Dampak lainnya terjadi pada kesejahteraan petani yang sering kali berada di kelompok ekonomi bawah, akan menghadapi beban tambahan akibat kebijakan ini. Bila harga produk hasil pertanian naik terlalu tinggi, konsumen mungkin menahan pembelian atau beralih ke produk substitusi (alternatif) yang lebih murah. Hal ini berisiko menekan pendapatan petani. Selain itu, akses terhadap produk input pertanian yang mahal dapat menurunkan produktivitas, sehingga memengaruhi ketersediaan pangan nasional.
Rifaldi Gunawan juga berpendapat bahwa ada beberapa kebijakan yang dapat dilakukan oleh pemerintah untuk memberikan kelegaan pada petani sebagai produsen agar tetap produktif dalam memenuhi kebutuhan pangan nasional.
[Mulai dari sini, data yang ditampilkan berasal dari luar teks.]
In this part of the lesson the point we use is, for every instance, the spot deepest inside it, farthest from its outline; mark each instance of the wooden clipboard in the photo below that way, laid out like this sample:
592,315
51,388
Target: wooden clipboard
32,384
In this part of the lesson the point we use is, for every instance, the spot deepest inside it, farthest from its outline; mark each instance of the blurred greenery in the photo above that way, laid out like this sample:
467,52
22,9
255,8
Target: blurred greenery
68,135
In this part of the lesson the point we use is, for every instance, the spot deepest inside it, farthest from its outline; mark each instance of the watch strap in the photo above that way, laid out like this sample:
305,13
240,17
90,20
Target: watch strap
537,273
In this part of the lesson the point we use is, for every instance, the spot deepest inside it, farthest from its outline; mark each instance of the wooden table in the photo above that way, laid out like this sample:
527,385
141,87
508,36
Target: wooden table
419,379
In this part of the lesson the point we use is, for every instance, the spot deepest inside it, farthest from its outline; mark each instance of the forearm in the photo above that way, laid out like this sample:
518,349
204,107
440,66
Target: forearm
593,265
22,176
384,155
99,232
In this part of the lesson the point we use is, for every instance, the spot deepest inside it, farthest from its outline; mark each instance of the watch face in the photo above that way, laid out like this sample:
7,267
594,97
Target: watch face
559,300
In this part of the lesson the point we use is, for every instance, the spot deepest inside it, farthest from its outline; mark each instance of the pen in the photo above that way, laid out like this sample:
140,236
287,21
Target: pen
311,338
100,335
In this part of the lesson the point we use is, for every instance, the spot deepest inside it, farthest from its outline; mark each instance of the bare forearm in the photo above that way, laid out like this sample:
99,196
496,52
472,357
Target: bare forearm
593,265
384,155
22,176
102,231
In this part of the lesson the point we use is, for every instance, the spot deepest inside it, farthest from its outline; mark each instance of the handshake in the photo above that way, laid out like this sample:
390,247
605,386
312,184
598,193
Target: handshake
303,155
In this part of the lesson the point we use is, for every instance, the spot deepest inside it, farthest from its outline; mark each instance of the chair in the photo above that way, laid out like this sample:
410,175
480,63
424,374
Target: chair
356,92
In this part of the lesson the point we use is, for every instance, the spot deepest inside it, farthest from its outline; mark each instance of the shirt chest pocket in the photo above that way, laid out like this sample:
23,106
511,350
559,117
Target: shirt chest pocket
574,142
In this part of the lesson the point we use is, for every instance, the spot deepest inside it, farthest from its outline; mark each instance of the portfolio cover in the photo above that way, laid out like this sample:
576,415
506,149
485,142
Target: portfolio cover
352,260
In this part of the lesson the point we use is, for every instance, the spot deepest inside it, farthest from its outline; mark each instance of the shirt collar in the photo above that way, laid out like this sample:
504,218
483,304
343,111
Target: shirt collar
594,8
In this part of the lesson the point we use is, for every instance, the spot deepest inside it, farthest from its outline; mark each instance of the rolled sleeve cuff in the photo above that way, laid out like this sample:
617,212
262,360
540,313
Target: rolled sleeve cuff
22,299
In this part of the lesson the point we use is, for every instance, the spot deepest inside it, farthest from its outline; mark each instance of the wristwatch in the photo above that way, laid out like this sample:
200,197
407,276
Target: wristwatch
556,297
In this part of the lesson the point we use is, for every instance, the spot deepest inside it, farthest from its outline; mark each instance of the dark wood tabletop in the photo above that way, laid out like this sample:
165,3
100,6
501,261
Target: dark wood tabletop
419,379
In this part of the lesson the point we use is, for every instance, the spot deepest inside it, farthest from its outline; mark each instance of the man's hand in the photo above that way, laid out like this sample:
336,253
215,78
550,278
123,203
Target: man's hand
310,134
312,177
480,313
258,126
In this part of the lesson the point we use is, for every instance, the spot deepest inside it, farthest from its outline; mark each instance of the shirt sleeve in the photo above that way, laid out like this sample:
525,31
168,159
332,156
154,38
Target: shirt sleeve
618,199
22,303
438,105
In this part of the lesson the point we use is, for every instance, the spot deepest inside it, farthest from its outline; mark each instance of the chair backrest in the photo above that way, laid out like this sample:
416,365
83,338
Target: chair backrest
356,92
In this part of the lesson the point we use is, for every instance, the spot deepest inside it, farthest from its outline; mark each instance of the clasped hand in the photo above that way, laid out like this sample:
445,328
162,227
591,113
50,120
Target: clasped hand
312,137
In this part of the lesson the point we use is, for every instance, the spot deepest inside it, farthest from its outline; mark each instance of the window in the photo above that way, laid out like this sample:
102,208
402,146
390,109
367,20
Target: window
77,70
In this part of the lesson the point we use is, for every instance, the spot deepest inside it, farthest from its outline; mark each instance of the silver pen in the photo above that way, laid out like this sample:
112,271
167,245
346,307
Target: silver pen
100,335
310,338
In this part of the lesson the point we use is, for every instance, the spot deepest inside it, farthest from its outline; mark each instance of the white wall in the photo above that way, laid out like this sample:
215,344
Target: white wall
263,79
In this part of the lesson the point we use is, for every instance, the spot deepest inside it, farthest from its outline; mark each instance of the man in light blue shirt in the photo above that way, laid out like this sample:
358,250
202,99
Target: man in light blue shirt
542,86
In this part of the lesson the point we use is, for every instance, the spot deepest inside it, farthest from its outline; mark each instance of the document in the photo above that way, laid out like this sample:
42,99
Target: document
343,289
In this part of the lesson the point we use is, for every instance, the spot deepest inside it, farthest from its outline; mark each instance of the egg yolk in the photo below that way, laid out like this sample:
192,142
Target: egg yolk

“Setidaknya perlu ada kebijakan pendukung untuk memitigasi dampak negatif tersebut, diperlukan kebijakan pendukung yang efektif. Misalnya, pemerintah dapat mempertimbangkan pembebasan PPN untuk bahan-bahan yang menjadi kebutuhan pokok sektor pertanian, seperti pupuk, pestisida dan benih. Subsidi yang terarah juga dapat diberikan kepada petani kecil (small-holder) untuk membantu mereka tetap kompetitif.”- Tambahnya
Disisi lain, kebijakan insentif perlu diberikan kepada pelaku agribisnis yang berinovasi untuk meningkatkan efisiensi produksi dan daya saing. Merangsang perkembangan inovasi dan transformasi pada sektor pertanian dalam jangka waktu yang panjang, kebijakan ini juga dapat menjadi peluang untuk mendorong transformasi sektor pertanian ke arah yang lebih produktif. Peningkatan pajak dapat mendorong petani dan pelaku usaha untuk beralih ke teknologi yang lebih efisien dan ramah lingkungan. Namun, ini memerlukan dukungan yang konsisten dalam bentuk pelatihan, pembiayaan, dan modal insentif dari pemerintah.
Sebagai penutup, kenaikan PPN tidak seharusnya menjadi beban yang hanya ditanggung oleh petani dan konsumen. Pemerintah perlu memastikan bahwa kebijakan ini diimbangi dengan langkah-langkah strategis untuk menjaga keberlanjutan sektor pertanian, melindungi kesejahteraan petani, serta memastikan aksesibilitas pangan bagi seluruh masyarakat. Seimbangkan pertumbuhan ekonomi dengan keadilan sosial, agar sektor pertanian tetap menjadi tulang punggung perekonomian nasional.
Penulis, Rifaldi Gunawan, S.P., M.P (Dosen Agribisnis Universitas Sains Islam Al-Mawaddah Warrahmah Kolaka).